I am not wrapping this up with a tidy call-to-action. We’ve all got a lot of emotions and fears and insecurities and traumas to work through. And no, those aren’t all equivalent to each other, particularly when cut across various layers of power and privilege. But still. The individual and collective quest to hold and process and do-your-darn-best with your version of that is sacred, important, necessary work. I’m definitely not giving you suggestions on how to do that work (although, therapy is probably a lot more efficient than “writing a memoir", so take that for what it’s worth).
What I am increasingly realizing, though, is that, regardless of the form it takes, there isn’t a shortcut to that work. Just as no job or app or award or influencer can magically deliver you to the place where your emotional dial is more consistently closer to “generally at peace” than “needing constant validation and reassurance for the world,” neither can you find it in political action. And I didn’t seek for this current writing process to be a census of my own approach towards “politics” or “social action” over the years, but it’s been humbling (and pretty embarrassing) to see how much of my own personal sturm and drang over a decade had much more to do with making a feeling go away than in trying to build something.

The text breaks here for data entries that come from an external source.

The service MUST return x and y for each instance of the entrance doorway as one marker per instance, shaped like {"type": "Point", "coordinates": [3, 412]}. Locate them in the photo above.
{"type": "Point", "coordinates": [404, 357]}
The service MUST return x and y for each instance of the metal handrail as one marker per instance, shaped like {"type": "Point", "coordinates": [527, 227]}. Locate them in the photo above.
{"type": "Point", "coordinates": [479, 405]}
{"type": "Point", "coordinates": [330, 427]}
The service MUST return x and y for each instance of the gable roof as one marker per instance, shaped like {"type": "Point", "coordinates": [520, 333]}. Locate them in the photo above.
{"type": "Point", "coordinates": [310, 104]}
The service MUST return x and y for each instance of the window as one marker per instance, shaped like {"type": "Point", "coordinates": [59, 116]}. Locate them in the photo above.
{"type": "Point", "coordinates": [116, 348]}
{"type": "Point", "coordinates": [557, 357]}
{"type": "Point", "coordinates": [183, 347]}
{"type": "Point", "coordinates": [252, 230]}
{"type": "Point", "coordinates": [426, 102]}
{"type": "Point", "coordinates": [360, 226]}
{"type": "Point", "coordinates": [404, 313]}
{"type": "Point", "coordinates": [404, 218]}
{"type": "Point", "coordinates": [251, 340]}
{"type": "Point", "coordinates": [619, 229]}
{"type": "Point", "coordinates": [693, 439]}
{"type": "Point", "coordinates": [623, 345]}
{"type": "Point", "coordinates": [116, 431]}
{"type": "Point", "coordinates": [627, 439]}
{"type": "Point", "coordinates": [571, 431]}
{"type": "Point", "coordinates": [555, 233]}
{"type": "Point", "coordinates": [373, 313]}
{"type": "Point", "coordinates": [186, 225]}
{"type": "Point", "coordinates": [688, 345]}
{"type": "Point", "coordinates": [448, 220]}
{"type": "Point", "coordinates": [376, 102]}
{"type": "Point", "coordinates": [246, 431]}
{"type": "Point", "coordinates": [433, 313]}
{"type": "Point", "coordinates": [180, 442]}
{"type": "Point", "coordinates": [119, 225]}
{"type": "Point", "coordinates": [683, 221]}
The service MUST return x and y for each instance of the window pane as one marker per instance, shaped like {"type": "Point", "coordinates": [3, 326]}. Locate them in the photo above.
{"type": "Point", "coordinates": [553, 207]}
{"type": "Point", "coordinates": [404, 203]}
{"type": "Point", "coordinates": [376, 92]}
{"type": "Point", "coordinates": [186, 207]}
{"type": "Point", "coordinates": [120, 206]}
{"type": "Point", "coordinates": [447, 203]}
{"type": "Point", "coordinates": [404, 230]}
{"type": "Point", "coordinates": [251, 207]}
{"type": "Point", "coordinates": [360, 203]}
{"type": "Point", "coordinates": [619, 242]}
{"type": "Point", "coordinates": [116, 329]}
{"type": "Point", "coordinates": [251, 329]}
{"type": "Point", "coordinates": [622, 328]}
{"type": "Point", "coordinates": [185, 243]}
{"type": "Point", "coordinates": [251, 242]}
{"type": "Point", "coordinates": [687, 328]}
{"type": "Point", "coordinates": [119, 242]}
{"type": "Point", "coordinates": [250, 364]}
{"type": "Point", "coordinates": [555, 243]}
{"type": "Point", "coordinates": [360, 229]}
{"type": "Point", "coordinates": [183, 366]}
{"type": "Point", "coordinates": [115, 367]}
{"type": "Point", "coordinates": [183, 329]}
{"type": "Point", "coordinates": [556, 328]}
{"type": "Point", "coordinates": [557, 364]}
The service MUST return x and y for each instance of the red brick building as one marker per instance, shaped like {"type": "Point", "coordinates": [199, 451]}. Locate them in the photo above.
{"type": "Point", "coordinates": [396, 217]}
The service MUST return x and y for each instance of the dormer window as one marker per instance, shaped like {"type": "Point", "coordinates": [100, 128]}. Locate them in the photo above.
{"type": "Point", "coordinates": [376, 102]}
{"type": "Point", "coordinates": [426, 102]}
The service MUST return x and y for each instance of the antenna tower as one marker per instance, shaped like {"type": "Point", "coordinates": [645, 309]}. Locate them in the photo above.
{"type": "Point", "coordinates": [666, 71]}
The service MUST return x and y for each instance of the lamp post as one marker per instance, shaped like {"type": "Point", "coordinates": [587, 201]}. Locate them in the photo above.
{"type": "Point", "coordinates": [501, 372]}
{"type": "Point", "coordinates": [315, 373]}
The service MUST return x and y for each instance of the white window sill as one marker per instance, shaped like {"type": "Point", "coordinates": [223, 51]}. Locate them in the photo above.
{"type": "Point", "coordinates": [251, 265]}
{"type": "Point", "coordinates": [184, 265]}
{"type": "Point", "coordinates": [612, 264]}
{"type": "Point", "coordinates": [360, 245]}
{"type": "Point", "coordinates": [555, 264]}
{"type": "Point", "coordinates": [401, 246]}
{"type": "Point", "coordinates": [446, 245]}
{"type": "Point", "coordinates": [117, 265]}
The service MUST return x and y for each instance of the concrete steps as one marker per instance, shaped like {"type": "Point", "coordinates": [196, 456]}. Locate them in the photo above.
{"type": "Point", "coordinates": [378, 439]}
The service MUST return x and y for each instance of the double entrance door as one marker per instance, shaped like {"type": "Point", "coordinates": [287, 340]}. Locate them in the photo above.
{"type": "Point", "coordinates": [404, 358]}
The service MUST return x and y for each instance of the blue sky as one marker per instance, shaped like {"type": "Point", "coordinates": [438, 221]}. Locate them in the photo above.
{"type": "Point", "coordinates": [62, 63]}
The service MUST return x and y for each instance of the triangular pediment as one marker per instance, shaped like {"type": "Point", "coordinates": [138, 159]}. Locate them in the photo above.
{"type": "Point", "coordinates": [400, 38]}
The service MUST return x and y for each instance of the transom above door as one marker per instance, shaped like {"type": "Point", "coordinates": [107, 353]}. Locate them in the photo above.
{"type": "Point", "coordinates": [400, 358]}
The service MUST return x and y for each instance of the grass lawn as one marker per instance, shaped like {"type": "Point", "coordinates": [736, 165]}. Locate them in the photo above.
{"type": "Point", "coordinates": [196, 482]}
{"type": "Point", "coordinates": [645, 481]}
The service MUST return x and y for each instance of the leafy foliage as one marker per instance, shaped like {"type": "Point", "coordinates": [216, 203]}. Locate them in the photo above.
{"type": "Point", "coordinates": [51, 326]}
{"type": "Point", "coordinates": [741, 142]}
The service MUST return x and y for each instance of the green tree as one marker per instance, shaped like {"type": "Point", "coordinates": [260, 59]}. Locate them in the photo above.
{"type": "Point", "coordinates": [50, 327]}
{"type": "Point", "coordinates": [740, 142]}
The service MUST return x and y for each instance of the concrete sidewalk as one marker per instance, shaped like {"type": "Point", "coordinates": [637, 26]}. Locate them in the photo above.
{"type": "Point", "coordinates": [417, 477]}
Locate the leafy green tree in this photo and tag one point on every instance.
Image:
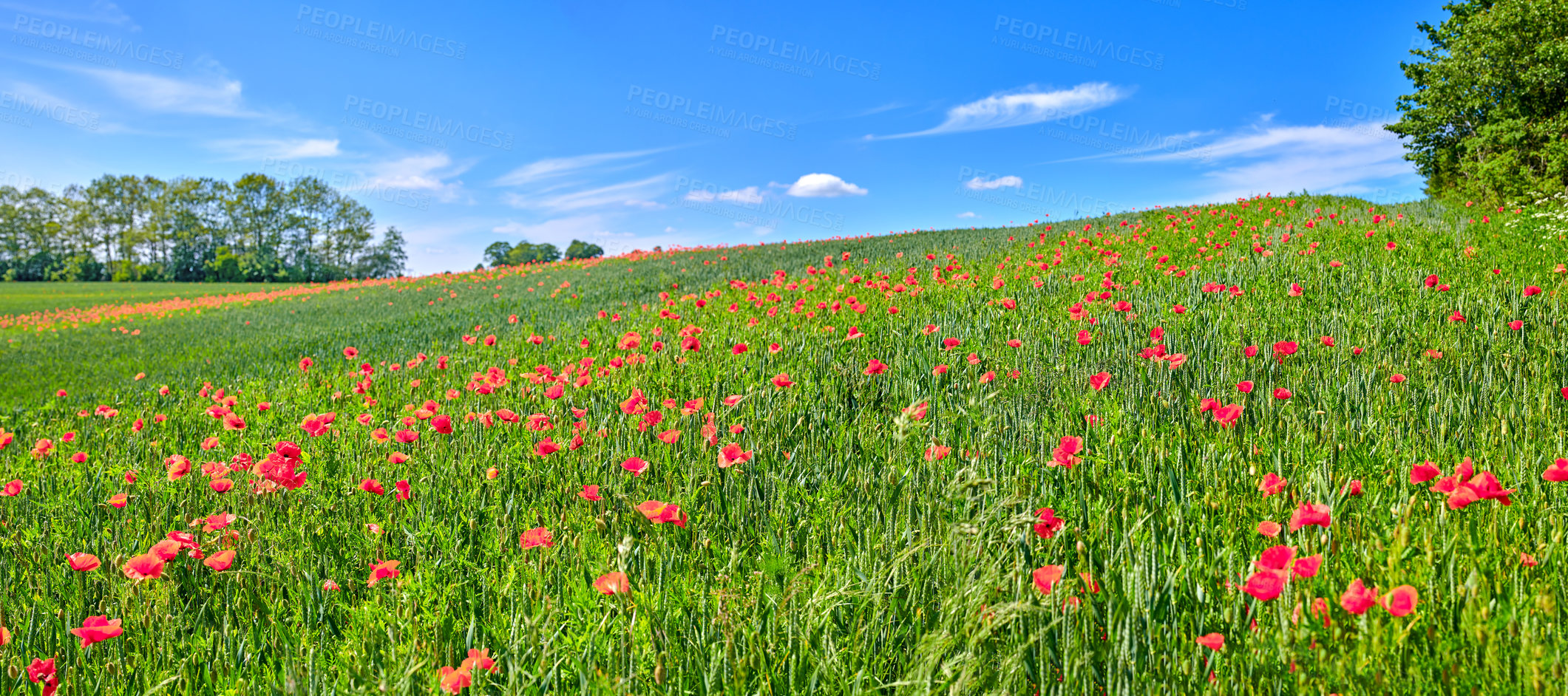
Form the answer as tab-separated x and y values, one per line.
496	253
582	250
1490	109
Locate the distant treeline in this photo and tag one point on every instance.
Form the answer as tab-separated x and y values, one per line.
126	228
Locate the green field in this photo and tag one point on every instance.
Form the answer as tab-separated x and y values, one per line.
43	297
874	530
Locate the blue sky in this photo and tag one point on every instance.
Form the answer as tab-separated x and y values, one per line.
636	123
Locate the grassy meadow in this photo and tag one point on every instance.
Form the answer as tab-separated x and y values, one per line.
1159	452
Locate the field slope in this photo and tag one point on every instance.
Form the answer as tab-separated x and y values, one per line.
1281	446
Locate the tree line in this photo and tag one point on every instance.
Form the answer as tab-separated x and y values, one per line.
509	254
257	228
1488	117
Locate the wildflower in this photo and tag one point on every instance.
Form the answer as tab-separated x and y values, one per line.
537	536
1050	524
1046	577
222	560
612	584
98	629
1401	601
383	571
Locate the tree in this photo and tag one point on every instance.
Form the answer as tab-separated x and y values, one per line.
496	253
1490	109
129	228
582	250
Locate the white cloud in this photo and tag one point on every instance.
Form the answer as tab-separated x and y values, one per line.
824	185
993	184
1022	107
1281	159
566	165
281	149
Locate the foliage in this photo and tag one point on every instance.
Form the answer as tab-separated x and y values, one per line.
885	535
1490	112
507	254
582	250
124	228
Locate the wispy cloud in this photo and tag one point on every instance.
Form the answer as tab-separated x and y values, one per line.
744	197
95	11
1294	157
1022	107
618	195
568	165
275	148
435	173
993	184
204	96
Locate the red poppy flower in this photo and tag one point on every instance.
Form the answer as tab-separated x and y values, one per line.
1226	416
1046	577
730	455
1401	601
383	571
98	629
1065	454
1558	471
537	536
612	584
661	513
143	566
1271	483
222	560
1310	514
1264	585
1050	524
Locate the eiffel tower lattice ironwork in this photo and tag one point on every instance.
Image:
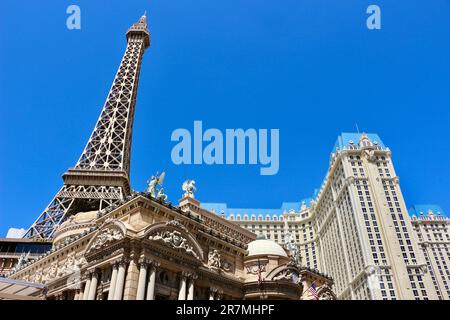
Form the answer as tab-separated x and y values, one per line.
101	176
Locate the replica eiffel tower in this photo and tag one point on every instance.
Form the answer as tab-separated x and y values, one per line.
101	176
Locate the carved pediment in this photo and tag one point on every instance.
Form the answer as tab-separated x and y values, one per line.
109	233
176	236
325	293
285	273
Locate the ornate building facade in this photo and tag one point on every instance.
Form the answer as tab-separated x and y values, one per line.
433	232
359	212
110	243
147	249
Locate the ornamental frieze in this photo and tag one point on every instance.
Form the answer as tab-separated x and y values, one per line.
105	237
175	240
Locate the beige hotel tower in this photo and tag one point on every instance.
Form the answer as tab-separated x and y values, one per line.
99	239
356	229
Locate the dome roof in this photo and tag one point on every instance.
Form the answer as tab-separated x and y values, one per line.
262	246
74	225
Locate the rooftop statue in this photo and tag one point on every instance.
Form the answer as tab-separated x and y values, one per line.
153	183
189	188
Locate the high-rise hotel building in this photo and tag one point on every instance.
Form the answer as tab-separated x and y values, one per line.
355	229
433	232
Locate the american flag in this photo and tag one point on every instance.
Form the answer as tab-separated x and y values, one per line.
313	291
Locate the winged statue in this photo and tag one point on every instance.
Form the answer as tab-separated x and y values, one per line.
189	188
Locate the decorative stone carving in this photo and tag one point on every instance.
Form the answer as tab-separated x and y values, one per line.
175	240
370	155
153	183
177	224
227	266
256	268
293	249
37	277
189	188
288	275
105	237
325	293
214	260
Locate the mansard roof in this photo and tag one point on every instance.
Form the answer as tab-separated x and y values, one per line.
424	210
222	208
345	139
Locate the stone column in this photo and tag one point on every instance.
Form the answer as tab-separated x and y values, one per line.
77	294
191	289
93	287
131	279
112	282
212	293
152	281
140	295
182	291
86	287
118	290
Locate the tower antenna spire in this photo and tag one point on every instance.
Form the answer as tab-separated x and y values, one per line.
101	177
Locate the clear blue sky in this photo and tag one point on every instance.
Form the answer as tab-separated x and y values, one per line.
310	68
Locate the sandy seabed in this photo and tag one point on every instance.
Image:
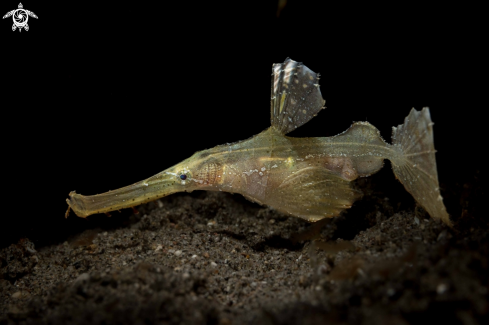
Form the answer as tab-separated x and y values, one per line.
210	257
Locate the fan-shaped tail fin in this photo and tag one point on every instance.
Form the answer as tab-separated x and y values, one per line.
415	163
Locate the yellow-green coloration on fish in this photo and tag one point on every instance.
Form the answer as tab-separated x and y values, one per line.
308	178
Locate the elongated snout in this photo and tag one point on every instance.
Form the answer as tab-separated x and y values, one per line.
153	188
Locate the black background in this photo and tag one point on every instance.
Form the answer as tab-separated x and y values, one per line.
99	96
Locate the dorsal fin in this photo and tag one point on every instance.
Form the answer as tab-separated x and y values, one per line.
295	97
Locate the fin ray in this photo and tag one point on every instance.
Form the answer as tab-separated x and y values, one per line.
295	96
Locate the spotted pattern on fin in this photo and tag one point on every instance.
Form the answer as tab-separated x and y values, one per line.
295	96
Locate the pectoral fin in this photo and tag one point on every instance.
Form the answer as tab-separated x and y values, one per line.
313	194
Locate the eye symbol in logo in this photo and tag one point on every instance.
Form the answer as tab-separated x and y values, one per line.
20	17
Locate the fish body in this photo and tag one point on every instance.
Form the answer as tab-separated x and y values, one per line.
305	177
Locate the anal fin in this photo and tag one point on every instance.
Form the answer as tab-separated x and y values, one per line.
313	193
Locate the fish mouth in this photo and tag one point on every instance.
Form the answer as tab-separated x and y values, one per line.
153	188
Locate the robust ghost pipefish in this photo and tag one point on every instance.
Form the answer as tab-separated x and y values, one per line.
310	178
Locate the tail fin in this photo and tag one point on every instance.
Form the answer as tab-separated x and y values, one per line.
415	166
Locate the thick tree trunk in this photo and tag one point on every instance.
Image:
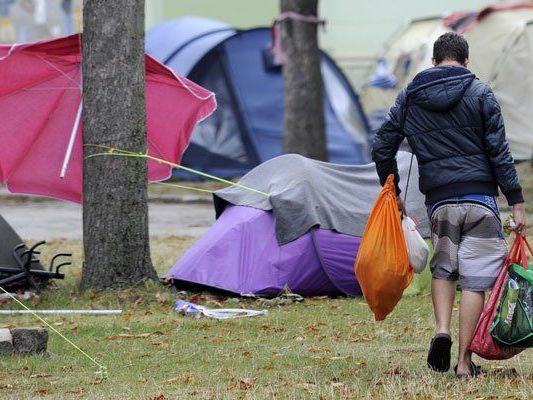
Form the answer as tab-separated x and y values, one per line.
304	131
115	214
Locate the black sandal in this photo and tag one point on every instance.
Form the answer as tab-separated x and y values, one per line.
439	354
475	370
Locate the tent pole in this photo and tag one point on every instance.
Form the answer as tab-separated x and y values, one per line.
73	134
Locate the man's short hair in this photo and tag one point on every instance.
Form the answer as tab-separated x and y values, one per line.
450	46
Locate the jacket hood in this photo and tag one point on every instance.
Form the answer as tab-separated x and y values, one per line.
439	88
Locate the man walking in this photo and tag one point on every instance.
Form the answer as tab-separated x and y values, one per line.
454	126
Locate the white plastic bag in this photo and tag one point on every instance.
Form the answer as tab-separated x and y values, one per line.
417	249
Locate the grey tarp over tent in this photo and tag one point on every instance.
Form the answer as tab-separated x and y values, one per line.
304	193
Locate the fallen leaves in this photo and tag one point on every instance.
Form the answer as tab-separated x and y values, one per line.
247	383
185	378
134	336
40	375
318	349
158	397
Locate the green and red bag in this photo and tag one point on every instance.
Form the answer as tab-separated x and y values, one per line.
483	344
513	322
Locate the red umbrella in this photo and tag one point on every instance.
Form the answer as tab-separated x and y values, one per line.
40	117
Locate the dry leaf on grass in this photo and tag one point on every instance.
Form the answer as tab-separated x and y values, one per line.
78	390
318	349
40	375
247	383
158	397
130	336
185	378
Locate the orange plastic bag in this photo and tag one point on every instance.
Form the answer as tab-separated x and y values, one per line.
382	265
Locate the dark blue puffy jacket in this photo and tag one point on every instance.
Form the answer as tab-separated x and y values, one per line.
453	123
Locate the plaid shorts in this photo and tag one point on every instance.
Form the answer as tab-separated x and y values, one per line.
467	244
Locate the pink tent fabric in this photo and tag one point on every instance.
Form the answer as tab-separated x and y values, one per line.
40	112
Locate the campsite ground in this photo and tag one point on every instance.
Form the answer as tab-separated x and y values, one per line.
322	348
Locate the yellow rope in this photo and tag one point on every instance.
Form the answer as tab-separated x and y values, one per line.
184	187
102	372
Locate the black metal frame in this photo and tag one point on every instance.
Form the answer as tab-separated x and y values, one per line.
22	273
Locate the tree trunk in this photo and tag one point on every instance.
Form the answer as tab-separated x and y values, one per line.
115	211
304	131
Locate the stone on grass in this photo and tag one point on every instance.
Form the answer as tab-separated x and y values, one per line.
6	342
29	340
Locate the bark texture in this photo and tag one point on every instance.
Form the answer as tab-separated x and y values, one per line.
115	213
304	131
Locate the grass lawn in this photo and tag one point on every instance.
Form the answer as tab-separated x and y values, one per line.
322	348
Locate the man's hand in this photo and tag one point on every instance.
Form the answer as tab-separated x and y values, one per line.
401	205
520	219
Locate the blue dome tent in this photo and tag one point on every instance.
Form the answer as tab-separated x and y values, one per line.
247	127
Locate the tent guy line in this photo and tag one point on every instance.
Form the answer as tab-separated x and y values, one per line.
112	151
102	369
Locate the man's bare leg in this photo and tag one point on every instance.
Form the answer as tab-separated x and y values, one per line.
443	295
469	313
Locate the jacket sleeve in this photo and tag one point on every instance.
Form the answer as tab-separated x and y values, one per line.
387	141
497	149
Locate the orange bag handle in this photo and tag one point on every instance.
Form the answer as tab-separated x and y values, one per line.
519	250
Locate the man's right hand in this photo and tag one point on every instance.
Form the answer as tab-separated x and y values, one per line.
520	218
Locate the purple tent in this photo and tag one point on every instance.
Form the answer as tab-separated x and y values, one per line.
240	254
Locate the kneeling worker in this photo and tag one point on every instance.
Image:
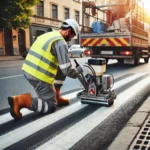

In future weeks, I’ll be back with various thoughts on what that process of building looks like. Right now, though, I’m knee-deep in an excavation of lessons that took me way too long to learn. As such, all I have to offer is that there is power in noticing your own motivations. There is power, as well, in holding a healthy skepticism of influential political actors, even those you adore and agree with, who seem to be manipulating those emotions. Most of all, there is power in asking why- why are you really making that donation? Why are you going down that research rabbit hole? Why have you cut that person out of your life? Are you building, or are you just trying to run from a feeling?
End notes:
As always, thank you for supporting the work of The Barnraisers Project. This newsletter is free, but only because it’s part of the broader work we’re doing over there.
This week’s song: I just looked up what tracks I listened to most in 2016 and I stand by them! Here’s “Be Good” by Waxahatchee. It wasn’t released in 2016 but I must have been super into it that year. Also, now that we’re talking about 2016 music, is this a safe space to admit that I didn’t mind “Fight Song,” which is infamous for being Hilary Clinton’s campaign anthem? I don’t know, man… is it a crime to like things that are anthemic and rousing?
Thank you for this. It took me awhile post-2016 to think through whether I was trying to be more politically active out of a sense of necessity/concern for the country, or because I so deeply enjoy being correct and feeling like I'm right. (Both to some extent, and I could go on a separate tangent on how school, in part, taught me to value being correct more than so many other, better things...)
I appreciate the language of building, too, because so often we use metaphors suggesting that argument is war ("battleground" state, for instance). It is good to think of construction and collaboration rather than destruction.
Thank you for this! I'm in Ottawa, and I've been especially grateful lately to have learned from your lessons on what types of organizing are actually impactful (and apparently doomscrolling isn't one of them???). But there's lots of good people here doing good work.